Piłka poleciała do góry. Przejął ją D'jok, podał do Micro Ice, który zdobył gola.
- Świetnie wam idzie - powiedział Arch.
Piłkę przejął znowu D'jok, podał do Rocketa, który podał do Mei. Dziewczyna strzeliła gola.
-Świetnie Mei, kończymy trening - powiedział Arch.
Drużyna wyszła z holo-trenra i poszła do świetlicy. Oglądali mecz Xesons vs.
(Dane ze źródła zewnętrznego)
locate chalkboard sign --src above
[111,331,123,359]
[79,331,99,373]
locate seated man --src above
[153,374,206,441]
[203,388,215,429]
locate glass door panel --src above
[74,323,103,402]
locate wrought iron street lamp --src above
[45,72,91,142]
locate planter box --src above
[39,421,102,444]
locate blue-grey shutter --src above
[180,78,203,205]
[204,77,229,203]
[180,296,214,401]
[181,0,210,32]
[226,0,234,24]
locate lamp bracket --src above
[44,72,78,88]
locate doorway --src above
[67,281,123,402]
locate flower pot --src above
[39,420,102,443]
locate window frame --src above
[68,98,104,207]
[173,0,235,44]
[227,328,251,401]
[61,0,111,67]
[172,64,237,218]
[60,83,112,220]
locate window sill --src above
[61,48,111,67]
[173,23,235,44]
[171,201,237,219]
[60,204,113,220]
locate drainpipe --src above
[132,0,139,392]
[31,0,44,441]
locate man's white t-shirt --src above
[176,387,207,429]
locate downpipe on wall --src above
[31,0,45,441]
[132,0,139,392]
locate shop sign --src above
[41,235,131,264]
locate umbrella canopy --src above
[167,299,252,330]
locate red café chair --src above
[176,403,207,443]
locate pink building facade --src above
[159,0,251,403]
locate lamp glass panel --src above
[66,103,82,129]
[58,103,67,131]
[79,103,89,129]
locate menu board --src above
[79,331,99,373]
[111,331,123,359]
Shedows.
- Ale Shedowsi beznadziejnie grają - powiedział D'jok.
- Mamy szanse z nimi wygrać - powiedziała Mei.
- I to duże - powiedziała Tia.
Mecz przerwał komunikat :
- Witam was tu Cally Mistic, właśnie dotarła do mnie widomosć, ż aresztowano matke Mei z druzyny SK, za próbę zabójstwa D'joka z drużyny SK. Dziękuje.
- Mówi się trudno - powiedziała Mei.
- Ale to Twoja mama - powiedziała Tia.
- Matka - zabójca - powiedziała Mei.
- No, ale ona Cię....-Tia niedokończyła, poniewaz wściekła Mei jej przerwała.
- Daj mi spokój - krzyknęła wściekła Mei.
- Dobra, dobra - powiedziała przerażona Tia.
Nadszedł dzień meczu.
- Słuchajcie, dzisiaj gramy mecz o ćwierć finały. Mam nadzieję, że dacie radę - powiedział Arch.
- GO SNOW GO ! - krzyknęła drużyna.
Wyszli na boisko.
- Witam was tu Cally Mistic. Dzisiaj będę komentowała mecz SK vs. Shedows. Piłka poleciała do góry, trwa walka o piłkę, jednak D'jok ją przejął, podał do Rocketa. Jednak Rocketowi piłkę odebrał gracz drużyny Shedows, podaje do Sinedda, Sinedd biegnie do bramki, jednak Mei odbiera mu piłkę. Mei biegnie przez boiska, uu...okropny faul Sinedda. Na szczęście Mei szybko się podnosi. Rzut karny wykonuje D'jok. Piłka leci i trafia do bramki Shedowsów. Piękny gol SK. Koniec pierwszej połowy.
W szatni SK :
- Świetnie wam poszło - powiedział Arch.
- Dzięki trenerze - powiedziała Drużyna.
Koniec przerwy :
- Zaczynamy drugo połowę. Piłka w gorze, przejmuje ją Sinedd, podaję ją do koelgi z druzyny, jednak piłkę odbiera mu ją Mei. Biegnie do bramki, omija obrońców i zdobywa gola dla drużyny SK
-Świetnie Mei - powiedział D'jok.
- I tym golem SK wygrywają mecz. Przechodzą do pół finałów. Gratuluje. Komentowała dla was Cally Misitc.
W szatni SK :
- Gratuluję wam ! Jednak jutro macie trening - powiedział Arch i wyszedł.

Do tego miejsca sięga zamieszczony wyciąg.